And that person, with that knowledge of global culture, was a journalist?

At least in this case, traveling did broadened the mind!


If you liked "Burning Down the Haus" you'd probably like Ian Walker's "Zoo Station" which was written actually at the time -- Walker was a British journalist who lived in Berlin for a time and spent time on both sides of the Wall, and was particularly interested in the East German music scene.


The bus had stopped under an archway, sheltered from onlookers. Tina and the others asked the driver to open the back door for fresh air. One of them chatted to the driver, while the others let Bernd in through the back. The teenagers stood in the aisle to block the view. Bernd folded his almost 2m frame into the hidden space, and the girls piled their coats on top.

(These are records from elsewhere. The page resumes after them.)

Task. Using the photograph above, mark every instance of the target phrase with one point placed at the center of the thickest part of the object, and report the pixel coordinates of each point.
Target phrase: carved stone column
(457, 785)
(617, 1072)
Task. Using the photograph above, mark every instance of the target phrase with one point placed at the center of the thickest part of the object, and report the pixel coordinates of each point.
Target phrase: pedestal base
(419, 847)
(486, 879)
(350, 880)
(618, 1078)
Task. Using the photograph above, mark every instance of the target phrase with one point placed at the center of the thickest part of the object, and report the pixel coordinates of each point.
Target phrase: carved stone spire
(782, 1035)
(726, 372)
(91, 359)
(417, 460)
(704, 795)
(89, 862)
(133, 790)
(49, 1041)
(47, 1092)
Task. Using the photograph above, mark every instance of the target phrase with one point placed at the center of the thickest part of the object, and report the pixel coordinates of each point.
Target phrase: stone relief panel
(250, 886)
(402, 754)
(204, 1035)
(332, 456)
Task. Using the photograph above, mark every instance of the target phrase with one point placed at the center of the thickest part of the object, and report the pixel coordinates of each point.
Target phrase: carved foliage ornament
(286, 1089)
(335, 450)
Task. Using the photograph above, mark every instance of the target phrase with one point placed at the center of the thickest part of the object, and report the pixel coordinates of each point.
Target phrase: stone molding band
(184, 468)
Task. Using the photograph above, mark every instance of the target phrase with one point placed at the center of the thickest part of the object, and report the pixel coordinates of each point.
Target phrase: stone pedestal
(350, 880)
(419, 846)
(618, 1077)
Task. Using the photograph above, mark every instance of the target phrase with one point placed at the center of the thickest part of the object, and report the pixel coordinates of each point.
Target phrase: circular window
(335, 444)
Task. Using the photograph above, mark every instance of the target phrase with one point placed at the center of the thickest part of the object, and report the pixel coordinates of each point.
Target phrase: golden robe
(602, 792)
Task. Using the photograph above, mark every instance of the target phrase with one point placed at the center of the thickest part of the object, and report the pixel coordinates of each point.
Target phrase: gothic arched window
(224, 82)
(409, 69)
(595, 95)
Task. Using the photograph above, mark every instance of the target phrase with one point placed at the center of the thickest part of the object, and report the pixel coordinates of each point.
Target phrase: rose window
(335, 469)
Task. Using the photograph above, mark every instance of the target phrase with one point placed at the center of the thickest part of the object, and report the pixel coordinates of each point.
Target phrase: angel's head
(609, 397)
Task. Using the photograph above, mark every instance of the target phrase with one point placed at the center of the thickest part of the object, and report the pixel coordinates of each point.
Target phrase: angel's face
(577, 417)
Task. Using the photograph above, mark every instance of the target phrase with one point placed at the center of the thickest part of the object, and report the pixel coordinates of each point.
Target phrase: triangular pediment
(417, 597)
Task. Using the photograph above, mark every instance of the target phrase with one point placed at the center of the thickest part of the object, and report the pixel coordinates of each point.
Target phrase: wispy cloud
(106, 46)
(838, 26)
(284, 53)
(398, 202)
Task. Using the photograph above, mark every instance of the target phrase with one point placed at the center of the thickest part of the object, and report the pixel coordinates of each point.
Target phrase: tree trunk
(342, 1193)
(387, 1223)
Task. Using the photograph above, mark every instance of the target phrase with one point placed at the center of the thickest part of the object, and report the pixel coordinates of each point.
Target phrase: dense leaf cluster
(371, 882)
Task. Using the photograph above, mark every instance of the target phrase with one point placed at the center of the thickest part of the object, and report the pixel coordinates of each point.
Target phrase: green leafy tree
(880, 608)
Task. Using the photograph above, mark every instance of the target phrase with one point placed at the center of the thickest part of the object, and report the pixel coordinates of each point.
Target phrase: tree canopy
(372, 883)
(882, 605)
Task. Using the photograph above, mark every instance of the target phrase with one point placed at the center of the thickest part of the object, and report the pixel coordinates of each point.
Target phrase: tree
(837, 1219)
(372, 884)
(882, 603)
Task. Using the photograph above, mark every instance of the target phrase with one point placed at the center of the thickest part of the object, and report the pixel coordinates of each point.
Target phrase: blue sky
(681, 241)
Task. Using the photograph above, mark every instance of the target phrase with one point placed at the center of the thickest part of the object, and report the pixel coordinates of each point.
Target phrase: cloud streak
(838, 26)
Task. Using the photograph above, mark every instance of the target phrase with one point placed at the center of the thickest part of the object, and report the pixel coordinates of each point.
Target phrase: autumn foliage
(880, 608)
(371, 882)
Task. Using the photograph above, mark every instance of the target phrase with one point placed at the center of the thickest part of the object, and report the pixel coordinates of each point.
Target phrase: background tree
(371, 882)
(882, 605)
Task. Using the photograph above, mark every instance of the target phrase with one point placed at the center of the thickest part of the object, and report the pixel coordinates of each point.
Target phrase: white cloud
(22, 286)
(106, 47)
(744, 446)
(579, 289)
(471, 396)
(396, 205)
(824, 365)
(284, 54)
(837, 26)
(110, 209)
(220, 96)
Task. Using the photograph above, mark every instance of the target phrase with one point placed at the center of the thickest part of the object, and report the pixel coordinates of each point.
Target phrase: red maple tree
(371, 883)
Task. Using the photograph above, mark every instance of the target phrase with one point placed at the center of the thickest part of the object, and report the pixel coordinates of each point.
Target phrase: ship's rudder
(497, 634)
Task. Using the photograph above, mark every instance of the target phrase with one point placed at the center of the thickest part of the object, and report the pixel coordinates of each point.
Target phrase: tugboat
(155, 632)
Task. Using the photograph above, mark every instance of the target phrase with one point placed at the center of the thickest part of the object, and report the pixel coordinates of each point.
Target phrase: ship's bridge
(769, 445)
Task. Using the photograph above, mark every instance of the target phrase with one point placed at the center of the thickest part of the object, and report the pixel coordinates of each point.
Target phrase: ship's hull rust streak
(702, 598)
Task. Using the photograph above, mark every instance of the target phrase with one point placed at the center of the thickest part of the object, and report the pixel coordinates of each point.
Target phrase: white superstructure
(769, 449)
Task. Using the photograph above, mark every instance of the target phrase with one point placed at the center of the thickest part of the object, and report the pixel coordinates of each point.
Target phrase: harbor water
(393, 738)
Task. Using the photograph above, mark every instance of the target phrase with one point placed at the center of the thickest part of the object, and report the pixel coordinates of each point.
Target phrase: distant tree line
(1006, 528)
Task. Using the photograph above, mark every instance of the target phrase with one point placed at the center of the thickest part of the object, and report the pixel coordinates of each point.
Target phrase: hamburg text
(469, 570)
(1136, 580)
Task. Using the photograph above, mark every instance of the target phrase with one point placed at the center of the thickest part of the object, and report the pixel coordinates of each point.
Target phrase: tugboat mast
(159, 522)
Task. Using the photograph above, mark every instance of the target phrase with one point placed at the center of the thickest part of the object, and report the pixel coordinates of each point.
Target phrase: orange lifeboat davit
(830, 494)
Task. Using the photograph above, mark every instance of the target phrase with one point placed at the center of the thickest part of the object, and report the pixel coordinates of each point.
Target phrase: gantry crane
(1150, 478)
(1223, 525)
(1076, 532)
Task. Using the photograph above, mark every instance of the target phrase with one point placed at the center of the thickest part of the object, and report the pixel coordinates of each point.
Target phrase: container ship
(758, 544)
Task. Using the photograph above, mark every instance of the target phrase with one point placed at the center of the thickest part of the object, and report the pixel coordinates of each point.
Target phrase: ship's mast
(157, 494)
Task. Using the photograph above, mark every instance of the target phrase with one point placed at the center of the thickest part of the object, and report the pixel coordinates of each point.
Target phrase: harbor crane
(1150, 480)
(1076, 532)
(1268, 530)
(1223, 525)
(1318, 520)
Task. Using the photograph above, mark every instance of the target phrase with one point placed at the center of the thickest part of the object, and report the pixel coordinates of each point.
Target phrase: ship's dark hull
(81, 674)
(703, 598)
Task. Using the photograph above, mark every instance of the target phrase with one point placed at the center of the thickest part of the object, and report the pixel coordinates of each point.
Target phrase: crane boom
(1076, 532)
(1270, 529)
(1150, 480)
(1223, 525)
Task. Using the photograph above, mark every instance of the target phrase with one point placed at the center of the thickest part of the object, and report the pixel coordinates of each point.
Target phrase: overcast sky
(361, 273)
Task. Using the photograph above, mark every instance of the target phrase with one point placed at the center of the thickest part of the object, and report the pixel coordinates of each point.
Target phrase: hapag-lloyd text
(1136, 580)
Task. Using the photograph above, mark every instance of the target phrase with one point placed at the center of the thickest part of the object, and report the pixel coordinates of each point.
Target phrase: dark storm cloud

This is astonishingly brilliant.

Some 20 minutes later, one of their friends picked up the onboard mic and announced: “Our guest today, live in our show: Bernd Bergmann from the GDR!”

This is where they went wrong. They should have kept quiet about it after pulling it off, not announced it like they expected everyone to approve of what they had done.

They should have tried to sneak him off the bus. At most, they should have talked to their teacher or another adult to find out what they need to do now. They may not have known to take him to a police station so he could formally and officially "enter" the system/country.

All their lives they had been told to be brave in the face of injustice. Now they were being treated like criminals.

Well, duh. That's why it requires bravery to begin with. If everyone was going to pat you on the head for it, the problem wouldn't exist to begin with.


It would have helped some to keep this quiet.

The Stasi would have still found out that he fled the republic as long as he entered in West Germany under his real name. His girlfriend would still have been interrogated etc, perhaps a little less since it would have been easier to feign unawareness with her boyfriend just disappearing out of the blue.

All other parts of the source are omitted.